Will Web3 And The Metaverse Give Rise To Brand Guidelines 3.0?
Now, it’s the metaverse. While brands have only recently begun entering this space, many have already made a substantial investment, and some have already experienced intellectual property (“IP”) infringement. Developing guidelines to specifically address the metaverse will be critical moving forward.
A novel aspect of the metaverse is the ease with which virtual elements can be copied and pasted between 2D and 3D worlds. Brands will need to check for infringing uses of their IP, even in areas (and industries) in which they normally wouldn’t have to be vigilant. While some companies are already enforcing their rights in the metaverse, the potential for infringement is rampant. Companies must ensure that they are monitoring metaverse platforms for infringement and swiftly acting against it.
Expansion of Rights
Not only will brands need to proactively protect their IP in the metaverse, but they will need to think strategically about how they wish to expand their rights. Several companies have already begun staking out IP rights in the metaverse.

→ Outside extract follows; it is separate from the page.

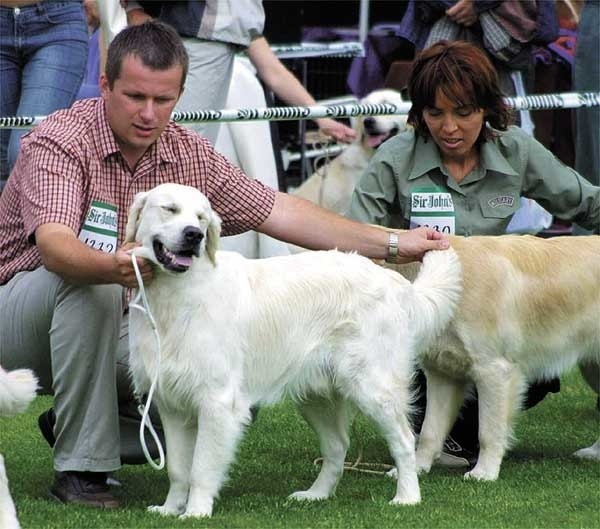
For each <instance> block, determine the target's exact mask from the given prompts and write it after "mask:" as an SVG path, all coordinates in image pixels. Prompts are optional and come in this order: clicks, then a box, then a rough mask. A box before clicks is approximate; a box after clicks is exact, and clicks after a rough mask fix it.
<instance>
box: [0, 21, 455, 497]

For example, a number of fast food businesses have applied for metaverse-related trademark registration. These applications contemplate the opening of virtual restaurants, where consumers may place orders and have physical food delivered. These applications indicate that the brands do not necessarily believe their existing IP rights cover certain conduct in the metaverse. Brands thus will want to review their existing IP protection, and consider broadening their rights in connection with metaverse-related expansion.
This expansion of rights should be done in conversation with sales, marketing, and licensing teams.
Virtual influencers are influencers just the same in the eyes of regulators, so brands will need to consider claims being made in the metaverse. For example, in April 2022, TruthInAdvertising.org sent a complaint to the FTC concerning hidden advertising potentially deceiving consumers on metaverse platform Roblox. One such form of advertising on Roblox was through avatar influencers who were not disclosing their “material connections” to the brands at issue.
This example is an important reminder that even robot influencers or individuals using avatars must still disclose material connections to the brand at issue. TheTruthInAdvertising complaint also brought emphasized other metaverse-specific advertising concerns, such as the fact that it is not permissible to artificially inflate “likes” for services on a metaverse platform, that games combining advertising and gaming should carefully clarify the advertising portion, and that any sponsored content should be clearly disclosed.
Right of Publicity
A company seeking to promote a brand in the metaverse must be careful not to do so in a way that evokes an affiliation with an identifiable characteristic of one’s persona, unless there is a formal agreement allowing such use. For example, a company should not create a metaverse avatar that resembles a real person.
Issuance of unique non-fungible tokens (“NFTs”) is emerging as a new opportunity for companies to engage consumers and foster brand excitement. However, companies should consider the ownership rights being conveyed upon a sale of an NFT before releasing NFTs into the marketplace. Generally, an NFT issuer will want to retain control over the digital work they have created, and limit any transfer of rights to the purchaser.